Pour prévenir les incapacités et la perte d’autonomie consécutifs à certaines formes de vieillissement, l’ensemble des dispositifs de santé publique sont nécessaires, bien sûr. Il en est souvent question : l’alimentation, l’exercice sont des facteurs essentiels de maintien de l’autonomie…
Mais la prévention de la dépendance doit mobiliser bien au-delà. Cela passe par l’intégration de la dimension du vieillissement dans toutes nos politiques : politiques locales de solidarité, politiques d’aménagement, politiques familiales… Car, comme cela été souligné : si la dépendance est liée à des pathologies fréquentes chez les personnes âgées, le risque s’accroît dans des situations de fragilité sociale.
Le rôle des villes et des agglomérations est essentiel : les politiques d’accessibilité ou de cohésion sociale permettent de lutter contre l’isolement, l’immobilité, la désinsertion sociale, facteurs de fragilité des personnes âgées.
La participation sociale est au coeur de la politique de prévention : elle doit fonder nos réponses d’accompagnement de la perte d’autonomie.
Face à l’accroissement de la dépendance, nous avons opposé des solutions répondant point pour point aux questions posées : soins médicaux, sécurité.
N’y a-t-il pas urgence à proposer un modèle qui s’appuie sur les capacités restantes de la personne, sur son projet de vie pour favoriser le maintien ou la restauration de l’autonomie ?

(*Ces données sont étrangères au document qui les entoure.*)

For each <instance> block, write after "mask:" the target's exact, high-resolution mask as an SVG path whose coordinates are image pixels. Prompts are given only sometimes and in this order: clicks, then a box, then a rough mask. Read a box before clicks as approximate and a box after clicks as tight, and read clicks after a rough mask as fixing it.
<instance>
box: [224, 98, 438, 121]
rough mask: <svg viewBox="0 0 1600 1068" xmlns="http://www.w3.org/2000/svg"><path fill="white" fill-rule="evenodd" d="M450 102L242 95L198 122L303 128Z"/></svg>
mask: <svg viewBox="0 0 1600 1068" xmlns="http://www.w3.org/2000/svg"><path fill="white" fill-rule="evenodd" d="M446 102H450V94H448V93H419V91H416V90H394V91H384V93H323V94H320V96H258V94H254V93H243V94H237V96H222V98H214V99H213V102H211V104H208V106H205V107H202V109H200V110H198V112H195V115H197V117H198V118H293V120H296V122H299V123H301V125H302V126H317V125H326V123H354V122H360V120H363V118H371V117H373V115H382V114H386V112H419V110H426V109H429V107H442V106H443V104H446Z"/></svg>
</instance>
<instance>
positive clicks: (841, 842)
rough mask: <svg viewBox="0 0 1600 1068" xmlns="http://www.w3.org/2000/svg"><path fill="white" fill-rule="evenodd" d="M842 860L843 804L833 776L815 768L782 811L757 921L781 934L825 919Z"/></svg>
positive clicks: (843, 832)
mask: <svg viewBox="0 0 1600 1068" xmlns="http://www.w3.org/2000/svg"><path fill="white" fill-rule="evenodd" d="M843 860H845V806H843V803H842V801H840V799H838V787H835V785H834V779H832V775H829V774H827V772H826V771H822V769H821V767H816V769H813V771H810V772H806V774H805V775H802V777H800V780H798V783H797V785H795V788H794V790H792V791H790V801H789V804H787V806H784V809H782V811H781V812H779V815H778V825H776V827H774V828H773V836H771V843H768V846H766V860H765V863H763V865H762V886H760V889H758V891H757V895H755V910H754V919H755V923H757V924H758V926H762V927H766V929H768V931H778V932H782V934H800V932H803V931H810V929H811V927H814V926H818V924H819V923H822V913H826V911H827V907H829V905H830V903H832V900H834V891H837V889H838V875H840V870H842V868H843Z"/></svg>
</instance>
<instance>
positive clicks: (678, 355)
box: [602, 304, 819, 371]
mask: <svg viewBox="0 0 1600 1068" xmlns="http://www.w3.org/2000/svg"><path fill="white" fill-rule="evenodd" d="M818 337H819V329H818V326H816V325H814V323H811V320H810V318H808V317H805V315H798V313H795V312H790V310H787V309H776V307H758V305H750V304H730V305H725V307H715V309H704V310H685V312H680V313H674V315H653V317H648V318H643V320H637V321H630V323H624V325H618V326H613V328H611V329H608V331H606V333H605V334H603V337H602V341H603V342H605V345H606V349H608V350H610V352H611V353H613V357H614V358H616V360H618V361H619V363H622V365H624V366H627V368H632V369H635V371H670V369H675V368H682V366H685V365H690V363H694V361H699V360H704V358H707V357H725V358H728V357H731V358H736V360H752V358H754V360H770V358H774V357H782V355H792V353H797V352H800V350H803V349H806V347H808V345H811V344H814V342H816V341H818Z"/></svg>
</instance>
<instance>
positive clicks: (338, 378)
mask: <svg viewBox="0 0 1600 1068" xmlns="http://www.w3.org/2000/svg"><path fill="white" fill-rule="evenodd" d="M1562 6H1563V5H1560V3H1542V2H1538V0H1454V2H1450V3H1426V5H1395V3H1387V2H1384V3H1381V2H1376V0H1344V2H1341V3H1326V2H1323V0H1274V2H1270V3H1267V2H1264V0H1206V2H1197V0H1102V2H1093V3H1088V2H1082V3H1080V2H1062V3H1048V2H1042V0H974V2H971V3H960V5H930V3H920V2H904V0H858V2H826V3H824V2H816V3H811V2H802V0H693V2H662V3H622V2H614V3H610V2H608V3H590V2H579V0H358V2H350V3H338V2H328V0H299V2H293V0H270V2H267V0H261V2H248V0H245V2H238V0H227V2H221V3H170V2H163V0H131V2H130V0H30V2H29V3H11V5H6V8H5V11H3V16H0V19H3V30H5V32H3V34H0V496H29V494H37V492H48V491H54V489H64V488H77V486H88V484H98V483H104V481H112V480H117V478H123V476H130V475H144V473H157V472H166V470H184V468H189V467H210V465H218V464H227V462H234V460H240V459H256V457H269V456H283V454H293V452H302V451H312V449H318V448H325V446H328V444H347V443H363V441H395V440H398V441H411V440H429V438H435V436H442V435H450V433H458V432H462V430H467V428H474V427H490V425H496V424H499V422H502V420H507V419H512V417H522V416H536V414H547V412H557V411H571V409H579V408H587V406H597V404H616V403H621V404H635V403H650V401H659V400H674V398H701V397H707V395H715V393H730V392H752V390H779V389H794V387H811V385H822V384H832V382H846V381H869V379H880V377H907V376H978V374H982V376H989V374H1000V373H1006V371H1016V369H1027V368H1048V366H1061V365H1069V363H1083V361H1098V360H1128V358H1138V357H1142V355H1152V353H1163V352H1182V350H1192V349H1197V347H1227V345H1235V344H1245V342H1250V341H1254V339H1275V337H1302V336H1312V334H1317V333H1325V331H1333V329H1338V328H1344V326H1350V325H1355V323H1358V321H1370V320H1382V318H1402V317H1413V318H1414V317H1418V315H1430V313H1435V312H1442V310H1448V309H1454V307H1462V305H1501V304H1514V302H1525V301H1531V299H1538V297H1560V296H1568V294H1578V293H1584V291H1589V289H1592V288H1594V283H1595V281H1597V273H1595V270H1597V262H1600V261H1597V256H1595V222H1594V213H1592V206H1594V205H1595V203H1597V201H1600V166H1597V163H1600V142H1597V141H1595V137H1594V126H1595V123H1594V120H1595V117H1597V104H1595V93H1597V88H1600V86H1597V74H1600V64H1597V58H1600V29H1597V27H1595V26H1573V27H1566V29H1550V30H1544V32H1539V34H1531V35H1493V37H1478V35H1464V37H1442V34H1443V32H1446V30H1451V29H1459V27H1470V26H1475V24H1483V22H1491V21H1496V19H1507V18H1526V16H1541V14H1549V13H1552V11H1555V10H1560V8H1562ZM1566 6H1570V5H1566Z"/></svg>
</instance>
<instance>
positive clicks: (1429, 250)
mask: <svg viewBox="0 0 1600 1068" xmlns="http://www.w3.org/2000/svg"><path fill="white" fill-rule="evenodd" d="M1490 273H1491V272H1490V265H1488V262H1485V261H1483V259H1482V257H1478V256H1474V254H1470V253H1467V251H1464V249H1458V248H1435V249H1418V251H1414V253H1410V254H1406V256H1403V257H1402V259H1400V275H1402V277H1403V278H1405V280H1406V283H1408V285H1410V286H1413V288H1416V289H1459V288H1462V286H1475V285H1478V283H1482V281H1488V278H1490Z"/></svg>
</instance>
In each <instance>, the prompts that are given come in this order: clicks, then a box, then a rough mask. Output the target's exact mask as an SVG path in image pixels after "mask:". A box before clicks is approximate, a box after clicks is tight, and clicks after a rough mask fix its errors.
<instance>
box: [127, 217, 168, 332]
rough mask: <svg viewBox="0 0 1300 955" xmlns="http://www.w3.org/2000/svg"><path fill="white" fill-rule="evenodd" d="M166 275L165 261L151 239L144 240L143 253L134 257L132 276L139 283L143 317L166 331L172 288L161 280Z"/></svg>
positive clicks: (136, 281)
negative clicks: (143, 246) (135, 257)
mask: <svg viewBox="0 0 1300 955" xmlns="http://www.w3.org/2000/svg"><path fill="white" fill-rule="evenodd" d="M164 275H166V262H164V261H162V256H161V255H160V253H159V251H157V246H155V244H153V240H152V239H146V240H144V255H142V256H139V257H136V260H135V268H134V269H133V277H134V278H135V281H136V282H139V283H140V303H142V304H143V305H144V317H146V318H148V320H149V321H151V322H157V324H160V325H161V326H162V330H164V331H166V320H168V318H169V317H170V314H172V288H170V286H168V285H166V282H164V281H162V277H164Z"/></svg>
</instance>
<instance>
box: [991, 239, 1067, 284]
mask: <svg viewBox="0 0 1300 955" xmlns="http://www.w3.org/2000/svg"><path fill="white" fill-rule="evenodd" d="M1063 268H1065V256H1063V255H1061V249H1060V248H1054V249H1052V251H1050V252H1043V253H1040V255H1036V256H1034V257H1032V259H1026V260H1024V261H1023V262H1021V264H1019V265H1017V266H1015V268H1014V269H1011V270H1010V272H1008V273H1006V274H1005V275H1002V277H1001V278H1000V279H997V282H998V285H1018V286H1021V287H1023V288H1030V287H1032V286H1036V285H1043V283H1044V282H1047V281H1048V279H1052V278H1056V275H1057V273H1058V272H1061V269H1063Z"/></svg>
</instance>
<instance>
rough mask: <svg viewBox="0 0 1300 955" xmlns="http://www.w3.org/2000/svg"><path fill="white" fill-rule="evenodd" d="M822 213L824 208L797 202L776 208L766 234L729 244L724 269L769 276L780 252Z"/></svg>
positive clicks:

J’ai la conviction qu’en proposant à nos compatriotes des solutions qui répondent à leur besoin de sécurité dès qu’il se fait sentir et à leur volonté de conserver les liens sociaux jusqu’au bout, nous nous viendrons prévenir le phénomène, en mettant fin aux phénomènes de glissement notamment.
Qu’il s’agisse de définir les formes nouvelles de la place qu’ont occupées les foyers-logement que vous connaissez bien ou d’imaginer comment l’ensemble des interventions qui favorisent le maintien au domicile peuvent être coordonnées, l’essentiel est de s’intéresser aux besoins de nos compatriotes âgés, qui sans être lourdement dépendants, demandent une certaine adaptation de leur lieu de vie. Ces solutions intermédiaires ont pour objectif le maintien de la participation sociale, et pour préoccupation principale la qualité de vie des personnes.
Les soins médicaux devront bien entendu trouver leur place dans le système ; mais n’oublions pas que ces soins ne sons pas la fin. Ils sont au service de la vie, dont chacun doit pouvoir goûter la qualité jusqu’au bout.
4/ Quatrième conviction l’évolution de notre modèle détient en lui-même une partie des réponses aux questions de financement.
L’intégration de la question du vieillissement dans toutes nos politiques doit permettre à notre société de faire face à moindre coût au défi démographique qui est devant elle.
Parce que ces solutions participent à l’effort de prévention par le développement du lien social et la participation sociale, dont on sait à quel point ils préviennent la fragilité.
Parce qu’elle prescrit sans doute des solutions moins coûteuses.
Sans rentrer davantage dans ces considérations, je pressens qu’avec un peu d’imagination, il nous est possible de dessiner un modèle de moyen terme qui soit plus efficace du point de vue du système global dans son ensemble, mais vienne également soulager l’économie de notre système de soins qui est aujourd’hui mis à contribution de manière bien souvent inefficiente, en particulier à travers un recours trop important à l’hospitalisation pour les personnes âgées.
Mesdames et Messieurs,
Avec la réforme des retraites, avec l’attention portée à la question de l’égalité hommes femmes, avec le chantier ouvert sur la dépendance, notre pays se sera mis en condition de relever les défis liés à l’évolution des équilibres sociaux et démographiques. Les villes, les CCAS, observateurs de premier plan de ces questions, ont un rôle majeur à y jouer pour y répondre.